Customers want safer, quieter and better equipped cars. This all adds weight, so carmakers searching reductions in weight often have to turn to lighter - and more expensive - materials such as aluminum, carbon fiber, titanium, magnesium and more.
The aviation industry has the same goals and many weight saving technologies originally stem from research into aircraft design. The latest material, developed by aluminum producer Alcoa, is aluminum lithium alloy.
Alcoa claims the new alloy could save up to 10 percent on the weight of a passenger airplane over regular "composite-intensive planes". Lower weight means less energy is needed to takeoff and cruise leading to lower costs, and passenger comfort is higher too with the alloy allowing higher cabin humidity, larger windows and lower cabin altitude during the flight.
The alloy is also more recyclable than composites, reducing environmental impact.
Will we see aluminum lithium alloy appearing in road cars? There's no real reason why not, though we expect it'll need thorough testing in aircraft first to determine whether its worth the extra development and cost.
Regular aluminum is attractive in road cars thanks to low weight and corrosion resistance, but less easy to manufacture from than steel and as a result, more expensive.
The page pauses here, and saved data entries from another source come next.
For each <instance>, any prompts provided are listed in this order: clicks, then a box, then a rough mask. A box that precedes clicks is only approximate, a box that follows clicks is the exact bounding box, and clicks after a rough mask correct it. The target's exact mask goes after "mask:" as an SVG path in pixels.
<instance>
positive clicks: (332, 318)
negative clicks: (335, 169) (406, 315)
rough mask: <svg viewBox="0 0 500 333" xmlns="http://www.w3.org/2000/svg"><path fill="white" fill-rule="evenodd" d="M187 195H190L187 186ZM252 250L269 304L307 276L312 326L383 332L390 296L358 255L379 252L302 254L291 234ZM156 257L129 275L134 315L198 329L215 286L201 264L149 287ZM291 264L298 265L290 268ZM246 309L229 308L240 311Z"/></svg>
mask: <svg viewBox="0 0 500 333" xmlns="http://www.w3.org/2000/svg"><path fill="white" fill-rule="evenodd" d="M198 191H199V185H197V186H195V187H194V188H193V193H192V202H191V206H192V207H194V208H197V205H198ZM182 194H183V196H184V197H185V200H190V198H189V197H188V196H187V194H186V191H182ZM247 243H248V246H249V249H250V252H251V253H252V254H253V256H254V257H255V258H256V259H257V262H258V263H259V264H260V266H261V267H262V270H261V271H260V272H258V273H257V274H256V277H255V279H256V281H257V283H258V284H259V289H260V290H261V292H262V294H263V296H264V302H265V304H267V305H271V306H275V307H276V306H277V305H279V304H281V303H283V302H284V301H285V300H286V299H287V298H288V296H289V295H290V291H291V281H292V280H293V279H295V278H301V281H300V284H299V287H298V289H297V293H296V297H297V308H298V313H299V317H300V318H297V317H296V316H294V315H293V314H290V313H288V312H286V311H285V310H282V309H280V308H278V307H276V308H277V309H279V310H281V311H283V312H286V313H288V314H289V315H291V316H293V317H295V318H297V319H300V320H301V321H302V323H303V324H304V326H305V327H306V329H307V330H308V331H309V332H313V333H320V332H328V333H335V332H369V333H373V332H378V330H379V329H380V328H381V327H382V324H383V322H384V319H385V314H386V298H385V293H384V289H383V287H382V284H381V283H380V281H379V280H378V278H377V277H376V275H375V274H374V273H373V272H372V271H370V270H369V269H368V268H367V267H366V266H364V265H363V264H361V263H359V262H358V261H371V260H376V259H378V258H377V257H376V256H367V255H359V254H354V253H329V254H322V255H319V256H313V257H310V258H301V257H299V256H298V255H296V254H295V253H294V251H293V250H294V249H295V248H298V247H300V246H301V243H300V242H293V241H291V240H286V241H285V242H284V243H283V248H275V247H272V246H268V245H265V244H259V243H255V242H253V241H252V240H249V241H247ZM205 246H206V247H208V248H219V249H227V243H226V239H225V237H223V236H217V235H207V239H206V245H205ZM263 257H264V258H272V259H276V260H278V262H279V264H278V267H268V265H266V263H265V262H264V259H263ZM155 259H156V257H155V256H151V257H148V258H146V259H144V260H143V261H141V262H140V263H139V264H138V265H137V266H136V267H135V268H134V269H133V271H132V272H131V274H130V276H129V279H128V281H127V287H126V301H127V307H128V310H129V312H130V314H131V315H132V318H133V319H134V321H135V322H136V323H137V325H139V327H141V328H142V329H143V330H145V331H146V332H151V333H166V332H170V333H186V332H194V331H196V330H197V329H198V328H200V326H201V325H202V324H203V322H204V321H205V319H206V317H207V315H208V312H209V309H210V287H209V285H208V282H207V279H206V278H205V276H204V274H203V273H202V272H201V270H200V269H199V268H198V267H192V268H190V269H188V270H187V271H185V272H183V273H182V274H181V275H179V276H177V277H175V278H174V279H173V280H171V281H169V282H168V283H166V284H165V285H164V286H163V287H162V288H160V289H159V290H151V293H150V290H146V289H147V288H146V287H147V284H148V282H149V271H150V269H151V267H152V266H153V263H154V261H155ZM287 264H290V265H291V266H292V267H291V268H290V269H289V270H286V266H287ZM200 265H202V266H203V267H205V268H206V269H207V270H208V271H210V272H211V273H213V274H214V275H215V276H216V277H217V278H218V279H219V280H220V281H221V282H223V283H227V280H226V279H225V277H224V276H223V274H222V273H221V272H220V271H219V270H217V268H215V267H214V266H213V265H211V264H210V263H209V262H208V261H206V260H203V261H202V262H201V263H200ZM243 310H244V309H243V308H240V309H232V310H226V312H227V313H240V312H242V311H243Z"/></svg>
Only a handful of production road cars have used the material in any large quantity.
The current Audi R8 and TT are largely constructed from aluminum and the A8 and old European-market A2 subcompact both use the substance. The Jaguar XJ is also aluminum-bodied and the old Honda and Acura NSX and Honda Insight Mk1 were also constructed from aluminum. Several other cars use aluminum chassis, the Chevrolet Corvette and several Ferraris being prime examples.